Misstrauen auf allen Seiten

Das taiwanesische Militär wertet die Erweiterung der Flugbasis Xiapu als eine gegen Taipeh gerichtete Provokation. Bei einem Konflikt im ostchinesischen Meer wäre die Basis der zentrale Stützpunkt der Chinesen in der Region. Die dort stationierten Kampfjets würden lediglich 12 Minuten benötigen, um die umstrittenen Senkaku- beziehungsweise Diaoyu-Inseln zu erreichen.

Offiziell gehört diese Inselgruppe zu Japan, China betrachtet den Archipel jedoch als sein ureigenes Territorium. Erschwerend kommt hinzu, dass das chinesische Öl- und Gasunternehmen CNOOC seit 2011 unweit der Inselkette Gas fördert. Die Förderung passiert zwar in chinesischen Gewässern, jedoch ist unter anderem ein Gasfeld angezapft worden, welches auch Japan für sich beansprucht. Es handelt sich um einen typischen Ressourcenkonflikt, der im Nahen Osten beispielsweise schonmal als Anstoß für einen Krieg benutzt wurde.

Die Konfliktlage im Westpazifik ist also vielschichtig und verworren.

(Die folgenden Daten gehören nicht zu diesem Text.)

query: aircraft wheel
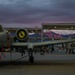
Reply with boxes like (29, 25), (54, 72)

Jeder dortige Streit ist potentiell brandgefährlich. Und es ist nicht zu vernachlässigen, dass Peking die Insel Taiwan nach wie vor als ein abtrünniges Gebiet betrachtet. Eine gewaltsame Rückeroberung der Region wird von US-Strategen als durchaus wahrscheinlich eingestuft. Die USA ihrerseits würden sich bei einem solchen Szenario einmischen, was zum lokalen Waffenkonflikt zweier Weltmächte führen würde. Ausgetragen würde dieser im Modus „Flotte gegen Küste“, sprich: die chinesische Landmacht müsste den Angriff der amerikanischen Marine abwehren.

Von einem solchen Einsatzszenario sind die Amerikaner nicht unbedingt begeistert, weil die Chinesen in dem Konflikt eine Reihe sehr unangenehmer Waffensysteme einsetzen könnten: die hochpräzisen ballistischen Mittelstreckenraketen zum Beispiel, die angeblich mit Sprengköpfen zur Bekämpfung von Seezielen bestückt werden können. Zudem würde die Volksrepublik als eine Kontinentalmacht einen Vorteil ausspielen können, den die USA in diesem Fall entbehren müssten: Durch das weitverzweigte Netz von Militärflugplätzen könnte China seine Luftstreitkräfte nach Bedarf konzentrieren oder dezentralisieren. Den Amerikanern bliebe dann nur, sich weiterhin auf ihre technologische Überlegenheit zu verlassen, die jedoch längst nicht mehr realistisch erscheint.